Confidence is about how much you can flex.
And yet, when women lean into this, we’re either penalized for it, or it feels alien and inauthentic. Both of which leave us feeling about as tall as a mushroom.
As a writer and social anthropologist (which is a fancy word for storyteller), I believe that true confidence comes from owning your narrative. It’s the type of confidence that invites you in.
The type of confidence that makes you completely comfortable in the presence of another person because they are so at ease with themselves. It comes from getting personal, knowing yourself, and loving the bits that might be broken.
Confidence is about owning your story so completely that no one, not even the comparison monster, can poke holes in it. But here’s the thing: if the path to confidence is in your story, then language is the lighthouse that will guide you there.
Language is what helps us understand and contextualize our experiences. It connects isolated, random events to shape a cohesive narrative about who we are and why we’re here.
When I think about language in relation to confidence, I often draw a parallel to the recent evolution of language around racism in America.
As the Black Lives Matter movement gained momentum and people began grappling with their own complex relationship with race, certain words and terms started to flood the mainstream.
BIPOC, micro-aggression, police brutality, white fragility, intersectional are all words that had been around for some time but have recently become part of the popular vernacular.

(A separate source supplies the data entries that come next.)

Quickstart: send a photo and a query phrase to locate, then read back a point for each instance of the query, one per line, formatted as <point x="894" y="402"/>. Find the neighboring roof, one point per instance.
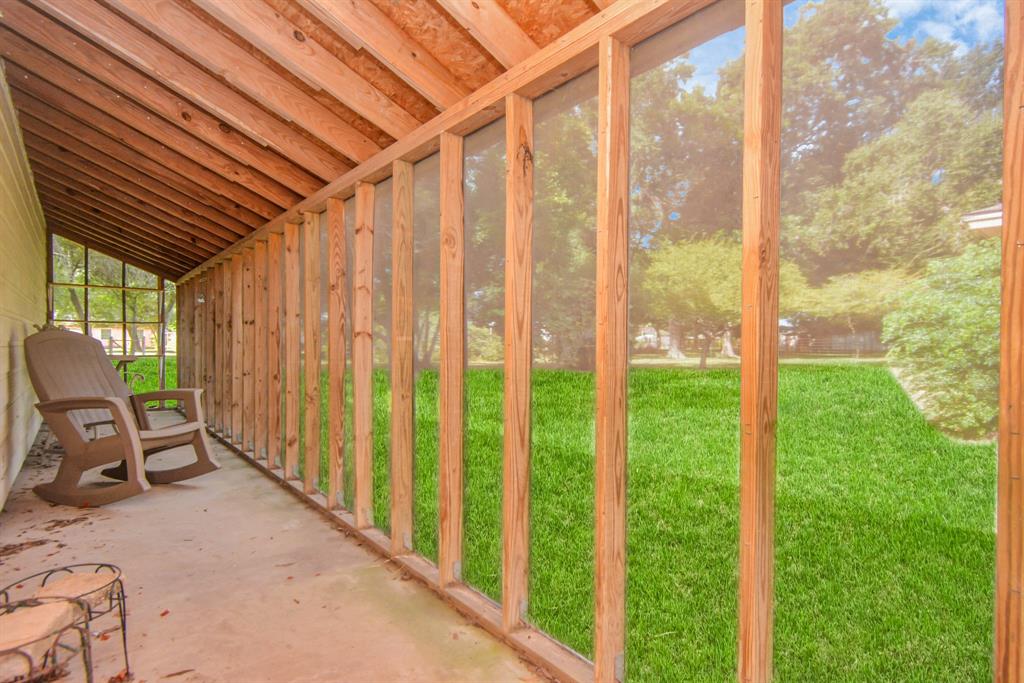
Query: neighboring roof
<point x="989" y="218"/>
<point x="170" y="129"/>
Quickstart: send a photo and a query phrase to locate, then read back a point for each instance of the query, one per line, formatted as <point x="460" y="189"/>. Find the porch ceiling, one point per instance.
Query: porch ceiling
<point x="162" y="131"/>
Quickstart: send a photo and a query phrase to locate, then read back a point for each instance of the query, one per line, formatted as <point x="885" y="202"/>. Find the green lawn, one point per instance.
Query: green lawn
<point x="884" y="529"/>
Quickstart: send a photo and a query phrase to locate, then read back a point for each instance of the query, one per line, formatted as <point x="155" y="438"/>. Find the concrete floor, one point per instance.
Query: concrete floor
<point x="230" y="579"/>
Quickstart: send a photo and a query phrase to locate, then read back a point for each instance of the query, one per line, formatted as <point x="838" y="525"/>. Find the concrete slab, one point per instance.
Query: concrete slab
<point x="230" y="579"/>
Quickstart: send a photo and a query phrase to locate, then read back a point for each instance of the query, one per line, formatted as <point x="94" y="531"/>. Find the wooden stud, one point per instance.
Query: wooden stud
<point x="518" y="356"/>
<point x="453" y="361"/>
<point x="612" y="358"/>
<point x="311" y="355"/>
<point x="274" y="292"/>
<point x="238" y="353"/>
<point x="1010" y="493"/>
<point x="759" y="372"/>
<point x="259" y="350"/>
<point x="249" y="346"/>
<point x="293" y="321"/>
<point x="401" y="357"/>
<point x="363" y="354"/>
<point x="337" y="283"/>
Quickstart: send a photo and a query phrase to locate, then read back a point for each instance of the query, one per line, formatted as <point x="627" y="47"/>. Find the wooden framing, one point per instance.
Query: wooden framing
<point x="293" y="317"/>
<point x="612" y="359"/>
<point x="259" y="350"/>
<point x="274" y="293"/>
<point x="363" y="355"/>
<point x="453" y="360"/>
<point x="518" y="356"/>
<point x="759" y="372"/>
<point x="238" y="353"/>
<point x="336" y="353"/>
<point x="1009" y="665"/>
<point x="311" y="350"/>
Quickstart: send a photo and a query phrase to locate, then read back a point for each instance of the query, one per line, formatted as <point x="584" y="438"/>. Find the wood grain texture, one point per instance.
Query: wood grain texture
<point x="401" y="357"/>
<point x="363" y="355"/>
<point x="759" y="372"/>
<point x="259" y="350"/>
<point x="274" y="295"/>
<point x="612" y="358"/>
<point x="311" y="347"/>
<point x="518" y="356"/>
<point x="249" y="347"/>
<point x="1009" y="665"/>
<point x="238" y="352"/>
<point x="293" y="355"/>
<point x="336" y="344"/>
<point x="453" y="361"/>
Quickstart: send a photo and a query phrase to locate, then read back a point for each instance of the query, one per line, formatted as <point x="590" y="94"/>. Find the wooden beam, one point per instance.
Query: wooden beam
<point x="311" y="355"/>
<point x="293" y="317"/>
<point x="1010" y="492"/>
<point x="274" y="293"/>
<point x="612" y="358"/>
<point x="518" y="357"/>
<point x="363" y="355"/>
<point x="259" y="350"/>
<point x="562" y="59"/>
<point x="363" y="25"/>
<point x="337" y="342"/>
<point x="315" y="65"/>
<point x="453" y="329"/>
<point x="249" y="347"/>
<point x="91" y="66"/>
<point x="401" y="357"/>
<point x="200" y="41"/>
<point x="214" y="188"/>
<point x="494" y="30"/>
<point x="759" y="372"/>
<point x="62" y="139"/>
<point x="238" y="352"/>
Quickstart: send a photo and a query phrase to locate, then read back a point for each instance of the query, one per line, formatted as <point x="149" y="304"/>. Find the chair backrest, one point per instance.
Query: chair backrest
<point x="66" y="365"/>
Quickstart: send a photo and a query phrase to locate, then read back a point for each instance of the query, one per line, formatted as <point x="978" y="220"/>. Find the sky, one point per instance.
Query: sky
<point x="965" y="23"/>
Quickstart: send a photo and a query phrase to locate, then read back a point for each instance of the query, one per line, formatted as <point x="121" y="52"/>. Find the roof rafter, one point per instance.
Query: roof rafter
<point x="305" y="57"/>
<point x="363" y="25"/>
<point x="494" y="30"/>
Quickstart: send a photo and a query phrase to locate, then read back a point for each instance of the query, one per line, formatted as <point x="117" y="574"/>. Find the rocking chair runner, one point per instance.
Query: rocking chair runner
<point x="79" y="389"/>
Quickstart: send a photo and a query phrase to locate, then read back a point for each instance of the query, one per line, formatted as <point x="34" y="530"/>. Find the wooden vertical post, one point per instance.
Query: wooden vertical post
<point x="759" y="371"/>
<point x="293" y="318"/>
<point x="518" y="356"/>
<point x="453" y="324"/>
<point x="274" y="292"/>
<point x="1010" y="509"/>
<point x="238" y="329"/>
<point x="401" y="357"/>
<point x="337" y="279"/>
<point x="612" y="358"/>
<point x="363" y="354"/>
<point x="311" y="359"/>
<point x="259" y="349"/>
<point x="249" y="345"/>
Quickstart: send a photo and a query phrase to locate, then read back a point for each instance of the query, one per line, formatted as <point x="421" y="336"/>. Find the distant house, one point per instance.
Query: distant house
<point x="986" y="221"/>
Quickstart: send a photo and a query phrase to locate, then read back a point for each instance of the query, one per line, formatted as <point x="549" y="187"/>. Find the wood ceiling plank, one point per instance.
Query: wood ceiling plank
<point x="207" y="46"/>
<point x="305" y="57"/>
<point x="203" y="226"/>
<point x="494" y="30"/>
<point x="111" y="162"/>
<point x="103" y="68"/>
<point x="212" y="185"/>
<point x="113" y="186"/>
<point x="363" y="25"/>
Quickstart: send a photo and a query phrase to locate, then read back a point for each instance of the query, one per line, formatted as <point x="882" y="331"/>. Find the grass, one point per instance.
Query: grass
<point x="885" y="539"/>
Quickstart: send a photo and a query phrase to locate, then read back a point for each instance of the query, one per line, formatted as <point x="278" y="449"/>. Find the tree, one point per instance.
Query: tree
<point x="944" y="340"/>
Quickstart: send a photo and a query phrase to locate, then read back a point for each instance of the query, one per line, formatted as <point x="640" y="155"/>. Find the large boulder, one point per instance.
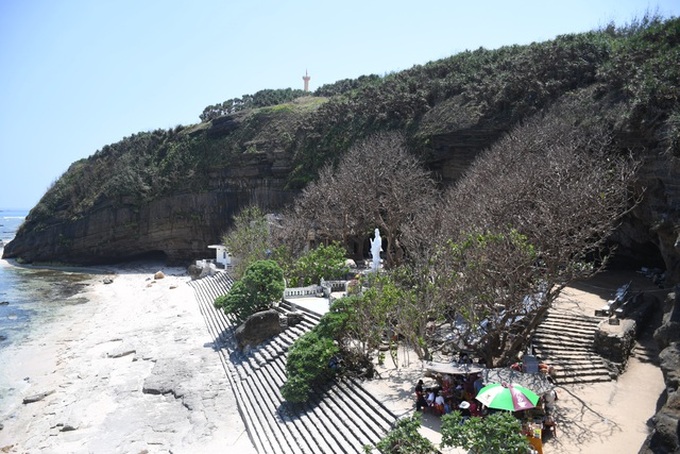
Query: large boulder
<point x="257" y="328"/>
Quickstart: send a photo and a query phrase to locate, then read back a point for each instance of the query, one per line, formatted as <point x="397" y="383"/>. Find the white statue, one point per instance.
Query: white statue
<point x="376" y="247"/>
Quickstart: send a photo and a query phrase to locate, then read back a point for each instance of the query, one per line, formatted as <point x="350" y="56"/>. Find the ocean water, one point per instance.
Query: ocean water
<point x="30" y="297"/>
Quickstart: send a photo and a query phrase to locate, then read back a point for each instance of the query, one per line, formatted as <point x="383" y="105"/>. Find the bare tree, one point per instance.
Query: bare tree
<point x="528" y="218"/>
<point x="377" y="183"/>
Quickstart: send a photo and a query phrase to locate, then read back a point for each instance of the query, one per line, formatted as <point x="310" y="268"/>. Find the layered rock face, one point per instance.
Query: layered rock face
<point x="177" y="228"/>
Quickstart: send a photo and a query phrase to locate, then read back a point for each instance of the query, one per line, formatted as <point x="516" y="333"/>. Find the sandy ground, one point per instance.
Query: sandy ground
<point x="96" y="358"/>
<point x="611" y="417"/>
<point x="94" y="361"/>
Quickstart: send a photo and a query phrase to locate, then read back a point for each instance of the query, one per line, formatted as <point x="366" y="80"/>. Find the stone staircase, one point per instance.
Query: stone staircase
<point x="565" y="340"/>
<point x="340" y="418"/>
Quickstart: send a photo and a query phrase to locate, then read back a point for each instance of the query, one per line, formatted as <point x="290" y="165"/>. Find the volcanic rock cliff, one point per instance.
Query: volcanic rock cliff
<point x="172" y="193"/>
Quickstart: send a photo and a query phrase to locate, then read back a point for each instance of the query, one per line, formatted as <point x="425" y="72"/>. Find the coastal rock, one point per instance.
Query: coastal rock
<point x="168" y="377"/>
<point x="293" y="318"/>
<point x="121" y="351"/>
<point x="37" y="397"/>
<point x="257" y="328"/>
<point x="665" y="436"/>
<point x="175" y="228"/>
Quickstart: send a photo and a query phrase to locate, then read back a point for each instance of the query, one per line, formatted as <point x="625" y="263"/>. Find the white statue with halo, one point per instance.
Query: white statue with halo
<point x="376" y="247"/>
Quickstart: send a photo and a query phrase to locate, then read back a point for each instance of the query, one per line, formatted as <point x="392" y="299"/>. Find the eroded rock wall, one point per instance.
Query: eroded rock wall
<point x="178" y="227"/>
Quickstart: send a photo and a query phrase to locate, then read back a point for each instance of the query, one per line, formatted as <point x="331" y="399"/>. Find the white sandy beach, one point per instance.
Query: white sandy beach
<point x="96" y="403"/>
<point x="96" y="358"/>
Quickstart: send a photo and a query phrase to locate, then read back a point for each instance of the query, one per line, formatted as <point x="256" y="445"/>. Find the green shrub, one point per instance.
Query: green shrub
<point x="404" y="438"/>
<point x="307" y="366"/>
<point x="498" y="433"/>
<point x="261" y="285"/>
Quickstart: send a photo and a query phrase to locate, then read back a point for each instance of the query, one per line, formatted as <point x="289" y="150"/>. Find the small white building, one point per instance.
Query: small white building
<point x="222" y="256"/>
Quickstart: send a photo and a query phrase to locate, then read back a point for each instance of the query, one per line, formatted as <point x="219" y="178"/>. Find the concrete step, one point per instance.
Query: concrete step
<point x="340" y="418"/>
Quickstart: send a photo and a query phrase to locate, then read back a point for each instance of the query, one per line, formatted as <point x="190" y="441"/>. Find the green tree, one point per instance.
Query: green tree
<point x="404" y="438"/>
<point x="261" y="285"/>
<point x="308" y="365"/>
<point x="248" y="239"/>
<point x="326" y="262"/>
<point x="498" y="433"/>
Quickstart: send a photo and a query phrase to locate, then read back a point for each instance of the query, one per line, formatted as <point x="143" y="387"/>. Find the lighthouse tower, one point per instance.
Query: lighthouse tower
<point x="306" y="79"/>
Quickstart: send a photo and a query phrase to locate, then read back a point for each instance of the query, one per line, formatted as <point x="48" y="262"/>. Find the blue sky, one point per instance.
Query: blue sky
<point x="76" y="75"/>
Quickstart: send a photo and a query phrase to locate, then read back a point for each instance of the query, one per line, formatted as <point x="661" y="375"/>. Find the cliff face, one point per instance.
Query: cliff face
<point x="174" y="192"/>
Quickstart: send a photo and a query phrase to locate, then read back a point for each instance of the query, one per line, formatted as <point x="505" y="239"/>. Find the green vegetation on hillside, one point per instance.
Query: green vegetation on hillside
<point x="632" y="70"/>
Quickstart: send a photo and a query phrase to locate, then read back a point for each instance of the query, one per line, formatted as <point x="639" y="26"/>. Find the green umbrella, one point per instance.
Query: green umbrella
<point x="504" y="396"/>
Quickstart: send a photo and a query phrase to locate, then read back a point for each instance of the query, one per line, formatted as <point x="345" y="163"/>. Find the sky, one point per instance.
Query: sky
<point x="76" y="75"/>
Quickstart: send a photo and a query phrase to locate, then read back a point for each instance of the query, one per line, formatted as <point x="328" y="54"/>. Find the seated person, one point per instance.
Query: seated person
<point x="475" y="409"/>
<point x="464" y="408"/>
<point x="440" y="404"/>
<point x="420" y="396"/>
<point x="431" y="396"/>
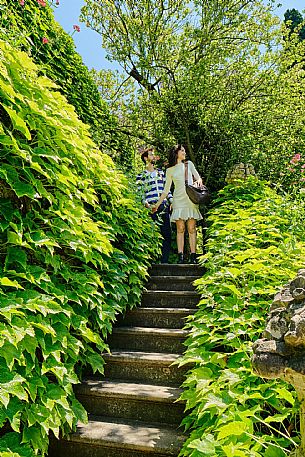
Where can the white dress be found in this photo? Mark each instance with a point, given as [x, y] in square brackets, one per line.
[183, 207]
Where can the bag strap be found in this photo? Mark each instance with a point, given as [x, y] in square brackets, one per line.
[186, 177]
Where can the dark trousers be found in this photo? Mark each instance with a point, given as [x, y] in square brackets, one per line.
[162, 215]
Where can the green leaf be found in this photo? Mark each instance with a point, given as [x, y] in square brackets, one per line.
[4, 281]
[18, 122]
[233, 428]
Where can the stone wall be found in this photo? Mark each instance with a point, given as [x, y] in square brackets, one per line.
[280, 353]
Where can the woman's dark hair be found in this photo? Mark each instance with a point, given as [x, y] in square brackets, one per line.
[173, 155]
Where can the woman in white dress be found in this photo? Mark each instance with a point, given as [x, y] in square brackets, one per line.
[184, 210]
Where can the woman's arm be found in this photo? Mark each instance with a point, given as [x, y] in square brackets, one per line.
[168, 183]
[196, 175]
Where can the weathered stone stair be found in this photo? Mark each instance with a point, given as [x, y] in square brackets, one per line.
[135, 411]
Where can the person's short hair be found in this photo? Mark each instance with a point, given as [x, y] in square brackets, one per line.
[145, 153]
[173, 154]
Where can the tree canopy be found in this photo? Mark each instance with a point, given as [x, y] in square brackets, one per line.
[210, 74]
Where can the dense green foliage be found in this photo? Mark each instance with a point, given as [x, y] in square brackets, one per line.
[74, 249]
[210, 74]
[26, 26]
[255, 245]
[295, 22]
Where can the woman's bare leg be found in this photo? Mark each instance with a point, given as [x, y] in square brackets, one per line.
[191, 227]
[180, 234]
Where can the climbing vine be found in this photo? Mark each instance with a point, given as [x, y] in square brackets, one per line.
[255, 245]
[74, 248]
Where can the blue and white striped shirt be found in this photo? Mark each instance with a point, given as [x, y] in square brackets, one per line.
[151, 185]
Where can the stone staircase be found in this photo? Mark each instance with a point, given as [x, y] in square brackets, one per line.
[134, 410]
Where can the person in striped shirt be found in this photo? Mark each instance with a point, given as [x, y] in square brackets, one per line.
[150, 185]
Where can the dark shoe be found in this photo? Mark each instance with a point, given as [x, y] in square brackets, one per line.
[180, 257]
[193, 257]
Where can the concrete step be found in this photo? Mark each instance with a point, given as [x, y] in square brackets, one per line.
[148, 339]
[156, 317]
[171, 282]
[147, 367]
[170, 299]
[102, 437]
[176, 270]
[127, 400]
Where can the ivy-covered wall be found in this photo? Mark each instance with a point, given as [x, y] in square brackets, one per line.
[30, 26]
[74, 250]
[255, 244]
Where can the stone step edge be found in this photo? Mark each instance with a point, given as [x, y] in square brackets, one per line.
[127, 434]
[179, 293]
[155, 331]
[173, 278]
[157, 358]
[120, 389]
[143, 310]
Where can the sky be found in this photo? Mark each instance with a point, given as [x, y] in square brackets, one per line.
[88, 43]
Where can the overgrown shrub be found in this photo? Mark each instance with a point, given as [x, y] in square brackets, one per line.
[74, 250]
[31, 27]
[255, 245]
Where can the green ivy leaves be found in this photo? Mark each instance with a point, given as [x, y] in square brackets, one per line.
[75, 246]
[255, 244]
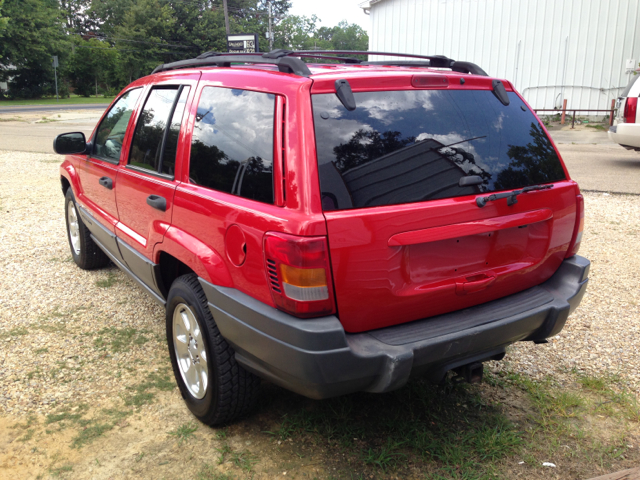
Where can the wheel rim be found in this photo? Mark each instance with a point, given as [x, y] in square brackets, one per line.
[190, 350]
[74, 227]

The word “Black,” which until recently was considered a derogatory descriptor among the liberal elite—with people opting for the politically correct “African American”—has been reclaimed and re-appropriated by the Black community.
The lingua franca on the topic of race is changing. This evolution of language has allowed people to contextualize their experiences, behaviors, and feelings. Now when we experience a racially-based micro-aggression, we can name it. The experience is no longer a nebulous, ambiguous thing.
The language of confidence needs to evolve in a similar way. Women are especially victims of a sharp tongue when it comes to confidence.
In a patriarchal world, our innate gifts have been used against us to hurt our confidence. Words like sensitive, overthinker, Type A, and emotional have become pejoratives.
In 2014, Sheryl Sandberg mounted the #BanBossy campaign, a form of self-censorship with the intent of protecting young women who showed leadership potential from being called bossy.
But banning a word gives it more power. Rejecting a word that has been used to oppress or tear women down only keeps it relevant. And when women are at the receiving end of unflattering comments or are called bossy, we spend our time, energy, and precious resources trying to educate others on the inappropriate use of the word.
Instead of stepping into our leadership qualities and actually being the boss.
For many of us, it is in these so-called disparaging words that our innate gifts lie—the empathy, the grey zone thinking, the meticulousness, and the heart.
Our confidence vocabulary needs an overhaul. A similar reclamation of words.
And so, while many of us might be able to see ourselves in the traditionally male framework of confidence, we structure a female-centric version as well. Re-appropriating words that have historically been used to hurt women allows us to start to build a vocabulary that feels authentic and our own.
The raw and unrestrained Glennon Doyle described confidence in this tweet:
“The roots of the word confidence are Con and fid. With fidelity. Fidelity to self.”
The language of confidence is one of truth. Truth to know yourself; truth to love yourself. There is no room for faking it.
You’re not faking it till you’re making it. You’re faking it until faking it becomes so draining, so exhausting, and so hard to keep up that you’re either exposed for what you are, or you opt-out.
Find your confidence language and let it speak to you.
Only then does the mirror become an ally, instead of that green-eyed monster we must battle every day. It’s the only way true confidence, the kind that invites and elevates, has even the remotest chance of living within us.